Seems a bit much. But union leaders think it’s justified.

“Being spat upon — having a passenger spit in your face, spit in your mouth, spit in your eye — is a physically and psychologically traumatic experience,” said John Samuelsen, the union’s president. “If transit workers are assaulted, they are going to take off whatever amount of time they are going to take off to recuperate.”

Getting spit on is not fun. And it can certainly ruin one’s day. But the recovery time for most people is measured in minutes, not months.

Raul Morales, 52, has been driving city buses for five years, but his first encounter with spit came early.

 

“A guy wanted to get on the bus; I told him the fare; he didn’t want to pay it,” Mr. Morales said. “So, he spat at me.”

The spittle landed on his shirt and glasses. He stopped at a nearby McDonald’s to clean himself off, then finished his shift. “I just kept on going.” (An ice slushie was once thrown at him for the same reason.)
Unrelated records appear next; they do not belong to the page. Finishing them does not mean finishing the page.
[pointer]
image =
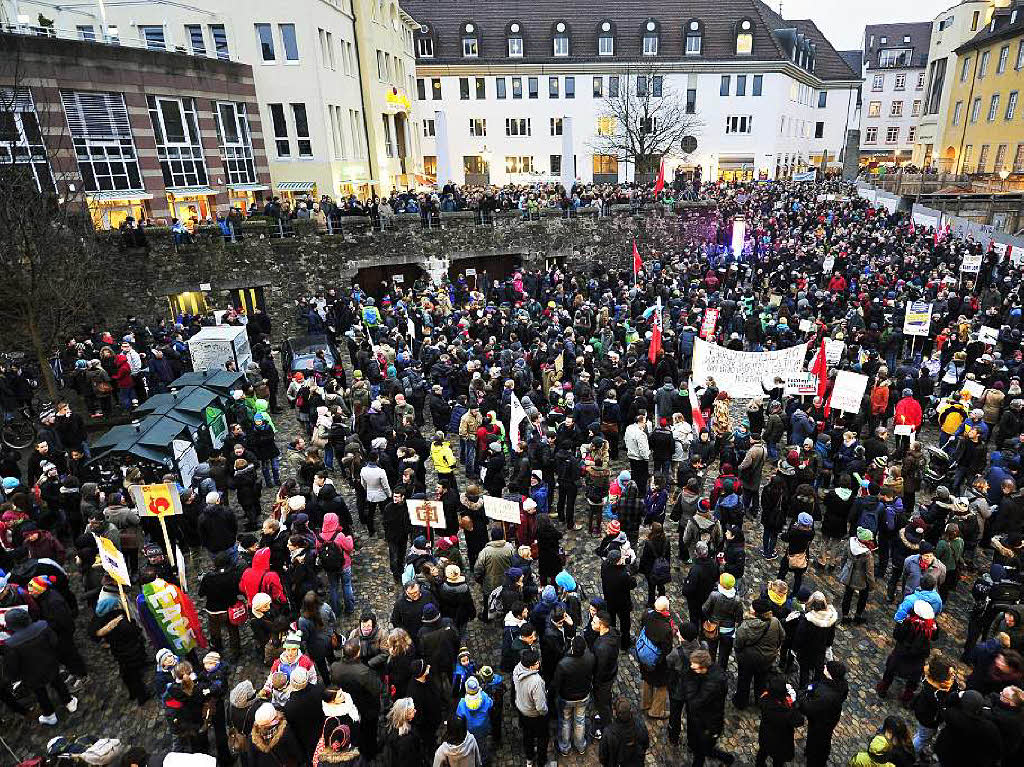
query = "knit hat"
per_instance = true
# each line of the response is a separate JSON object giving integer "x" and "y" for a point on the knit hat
{"x": 40, "y": 584}
{"x": 265, "y": 715}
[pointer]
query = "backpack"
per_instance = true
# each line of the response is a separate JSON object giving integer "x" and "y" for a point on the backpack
{"x": 330, "y": 558}
{"x": 496, "y": 608}
{"x": 646, "y": 651}
{"x": 868, "y": 518}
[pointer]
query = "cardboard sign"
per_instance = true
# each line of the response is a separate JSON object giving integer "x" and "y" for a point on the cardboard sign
{"x": 918, "y": 321}
{"x": 426, "y": 513}
{"x": 709, "y": 324}
{"x": 501, "y": 510}
{"x": 848, "y": 391}
{"x": 113, "y": 560}
{"x": 157, "y": 500}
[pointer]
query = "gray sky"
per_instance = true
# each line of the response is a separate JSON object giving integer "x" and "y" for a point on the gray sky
{"x": 843, "y": 20}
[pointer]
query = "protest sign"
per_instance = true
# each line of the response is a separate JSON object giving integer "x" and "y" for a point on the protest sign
{"x": 426, "y": 513}
{"x": 918, "y": 321}
{"x": 740, "y": 373}
{"x": 848, "y": 391}
{"x": 501, "y": 510}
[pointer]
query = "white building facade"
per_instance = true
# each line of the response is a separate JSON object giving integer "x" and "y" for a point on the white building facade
{"x": 502, "y": 100}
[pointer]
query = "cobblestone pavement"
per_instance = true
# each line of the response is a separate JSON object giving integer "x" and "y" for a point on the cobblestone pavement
{"x": 103, "y": 710}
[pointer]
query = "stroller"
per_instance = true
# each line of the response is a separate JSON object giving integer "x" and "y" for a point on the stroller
{"x": 938, "y": 467}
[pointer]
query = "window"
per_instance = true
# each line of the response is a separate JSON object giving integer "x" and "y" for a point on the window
{"x": 518, "y": 165}
{"x": 291, "y": 44}
{"x": 280, "y": 129}
{"x": 265, "y": 36}
{"x": 235, "y": 142}
{"x": 178, "y": 146}
{"x": 982, "y": 159}
{"x": 100, "y": 132}
{"x": 195, "y": 33}
{"x": 1000, "y": 158}
{"x": 744, "y": 38}
{"x": 693, "y": 39}
{"x": 993, "y": 108}
{"x": 517, "y": 126}
{"x": 605, "y": 165}
{"x": 738, "y": 124}
{"x": 515, "y": 47}
{"x": 302, "y": 129}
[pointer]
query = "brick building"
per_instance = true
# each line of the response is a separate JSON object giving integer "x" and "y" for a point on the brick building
{"x": 151, "y": 133}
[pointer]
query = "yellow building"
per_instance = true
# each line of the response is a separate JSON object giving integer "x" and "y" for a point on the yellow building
{"x": 984, "y": 131}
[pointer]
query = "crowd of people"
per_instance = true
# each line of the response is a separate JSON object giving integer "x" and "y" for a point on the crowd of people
{"x": 553, "y": 389}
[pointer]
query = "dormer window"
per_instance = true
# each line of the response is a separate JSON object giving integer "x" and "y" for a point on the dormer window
{"x": 515, "y": 40}
{"x": 694, "y": 38}
{"x": 650, "y": 31}
{"x": 560, "y": 41}
{"x": 470, "y": 44}
{"x": 744, "y": 37}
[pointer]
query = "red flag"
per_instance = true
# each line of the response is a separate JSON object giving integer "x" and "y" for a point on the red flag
{"x": 698, "y": 420}
{"x": 655, "y": 334}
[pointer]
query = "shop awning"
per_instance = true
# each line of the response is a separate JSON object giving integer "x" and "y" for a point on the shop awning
{"x": 192, "y": 190}
{"x": 118, "y": 197}
{"x": 295, "y": 185}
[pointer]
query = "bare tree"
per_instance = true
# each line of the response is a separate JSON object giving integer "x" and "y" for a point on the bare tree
{"x": 48, "y": 250}
{"x": 644, "y": 121}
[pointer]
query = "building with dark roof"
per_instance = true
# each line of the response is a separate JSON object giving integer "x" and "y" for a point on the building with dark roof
{"x": 500, "y": 86}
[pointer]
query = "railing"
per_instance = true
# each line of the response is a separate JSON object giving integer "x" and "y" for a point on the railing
{"x": 112, "y": 37}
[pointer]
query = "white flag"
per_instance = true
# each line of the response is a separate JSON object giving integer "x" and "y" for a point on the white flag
{"x": 518, "y": 416}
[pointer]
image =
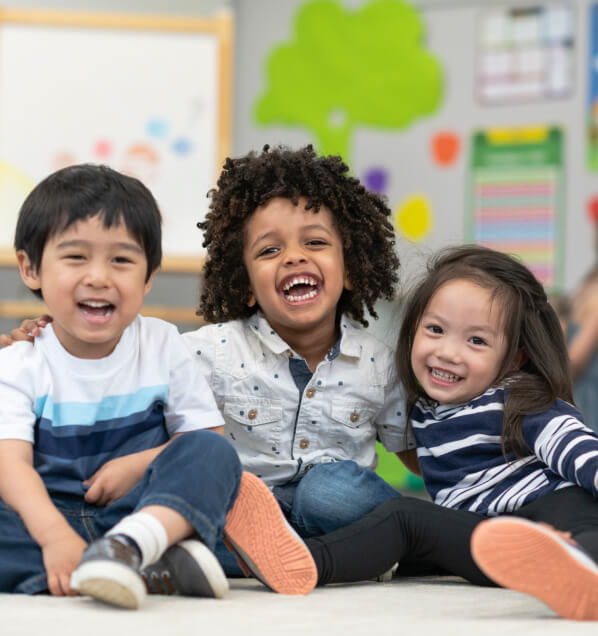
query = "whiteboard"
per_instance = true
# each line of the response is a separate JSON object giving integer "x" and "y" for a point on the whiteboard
{"x": 146, "y": 95}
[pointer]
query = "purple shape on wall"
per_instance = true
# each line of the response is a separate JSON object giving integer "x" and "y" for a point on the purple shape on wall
{"x": 376, "y": 179}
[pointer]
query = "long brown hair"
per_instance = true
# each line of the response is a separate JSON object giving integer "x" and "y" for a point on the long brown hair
{"x": 531, "y": 326}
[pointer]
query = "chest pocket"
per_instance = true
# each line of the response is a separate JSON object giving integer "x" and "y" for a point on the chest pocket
{"x": 352, "y": 428}
{"x": 352, "y": 416}
{"x": 253, "y": 424}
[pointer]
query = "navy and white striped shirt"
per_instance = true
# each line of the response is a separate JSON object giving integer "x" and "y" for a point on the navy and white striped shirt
{"x": 460, "y": 454}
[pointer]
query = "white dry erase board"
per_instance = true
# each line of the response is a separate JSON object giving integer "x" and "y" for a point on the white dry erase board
{"x": 147, "y": 95}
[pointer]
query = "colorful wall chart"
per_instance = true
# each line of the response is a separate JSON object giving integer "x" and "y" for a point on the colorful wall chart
{"x": 517, "y": 197}
{"x": 526, "y": 53}
{"x": 347, "y": 68}
{"x": 592, "y": 115}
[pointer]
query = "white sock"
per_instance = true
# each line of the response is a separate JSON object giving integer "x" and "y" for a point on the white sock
{"x": 148, "y": 534}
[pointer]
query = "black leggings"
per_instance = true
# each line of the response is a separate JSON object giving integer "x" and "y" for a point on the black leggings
{"x": 420, "y": 533}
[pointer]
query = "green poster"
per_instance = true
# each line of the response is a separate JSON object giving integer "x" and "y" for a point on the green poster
{"x": 516, "y": 197}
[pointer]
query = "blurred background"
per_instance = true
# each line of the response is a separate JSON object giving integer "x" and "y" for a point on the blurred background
{"x": 477, "y": 120}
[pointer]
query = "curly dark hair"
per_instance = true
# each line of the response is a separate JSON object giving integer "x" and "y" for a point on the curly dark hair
{"x": 361, "y": 217}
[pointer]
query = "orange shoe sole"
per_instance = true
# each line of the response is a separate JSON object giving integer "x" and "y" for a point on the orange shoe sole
{"x": 260, "y": 535}
{"x": 533, "y": 558}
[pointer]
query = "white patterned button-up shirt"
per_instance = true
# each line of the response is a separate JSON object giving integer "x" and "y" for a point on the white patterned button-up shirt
{"x": 282, "y": 419}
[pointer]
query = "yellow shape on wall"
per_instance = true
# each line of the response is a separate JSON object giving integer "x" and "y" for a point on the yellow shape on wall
{"x": 15, "y": 185}
{"x": 413, "y": 217}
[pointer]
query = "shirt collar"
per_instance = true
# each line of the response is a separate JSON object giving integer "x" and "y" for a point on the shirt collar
{"x": 349, "y": 343}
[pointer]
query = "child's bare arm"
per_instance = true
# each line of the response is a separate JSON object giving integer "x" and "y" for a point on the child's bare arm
{"x": 22, "y": 489}
{"x": 409, "y": 458}
{"x": 116, "y": 477}
{"x": 27, "y": 331}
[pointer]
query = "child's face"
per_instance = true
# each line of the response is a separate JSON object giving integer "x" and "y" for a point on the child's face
{"x": 460, "y": 343}
{"x": 93, "y": 281}
{"x": 294, "y": 258}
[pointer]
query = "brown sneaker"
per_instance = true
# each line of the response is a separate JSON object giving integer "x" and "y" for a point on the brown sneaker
{"x": 536, "y": 559}
{"x": 265, "y": 543}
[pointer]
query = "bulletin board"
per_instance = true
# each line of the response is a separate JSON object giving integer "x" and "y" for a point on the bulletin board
{"x": 147, "y": 95}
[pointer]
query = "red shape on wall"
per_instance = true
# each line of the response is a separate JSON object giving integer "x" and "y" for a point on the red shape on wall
{"x": 593, "y": 209}
{"x": 445, "y": 148}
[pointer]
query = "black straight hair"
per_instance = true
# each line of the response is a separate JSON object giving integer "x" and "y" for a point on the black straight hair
{"x": 83, "y": 191}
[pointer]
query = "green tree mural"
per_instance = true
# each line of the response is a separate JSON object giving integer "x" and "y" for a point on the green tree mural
{"x": 344, "y": 68}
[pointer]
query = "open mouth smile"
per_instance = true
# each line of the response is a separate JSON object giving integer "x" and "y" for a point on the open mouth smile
{"x": 297, "y": 289}
{"x": 98, "y": 308}
{"x": 444, "y": 377}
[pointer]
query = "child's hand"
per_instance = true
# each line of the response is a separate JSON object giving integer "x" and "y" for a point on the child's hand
{"x": 114, "y": 479}
{"x": 61, "y": 556}
{"x": 27, "y": 331}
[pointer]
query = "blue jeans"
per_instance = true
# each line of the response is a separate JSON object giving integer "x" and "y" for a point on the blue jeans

Mr. Morales said it did not occur to him to take an extended absence to recover.

Good to see that common sense isn’t completely dead.

It is sad that so many transit employees have no problem taking months-long vacations at taxpayer expense, using the flimsiest of excuses. That kind of behavior wouldn’t fly in the productive sector.

New York City Transit is running a $400 million deficit this year. Saliva-induced vacations alone account for nearly a million dollars of that, based on average salaries. That money could have gone towards softening looming service cuts. It could have gone to repairing aging infrastructure. It could have gone to employees who actually work.

But when labor rules are as generous as they are for many public-sector union workers, it should come as no surprise that some people will game the system.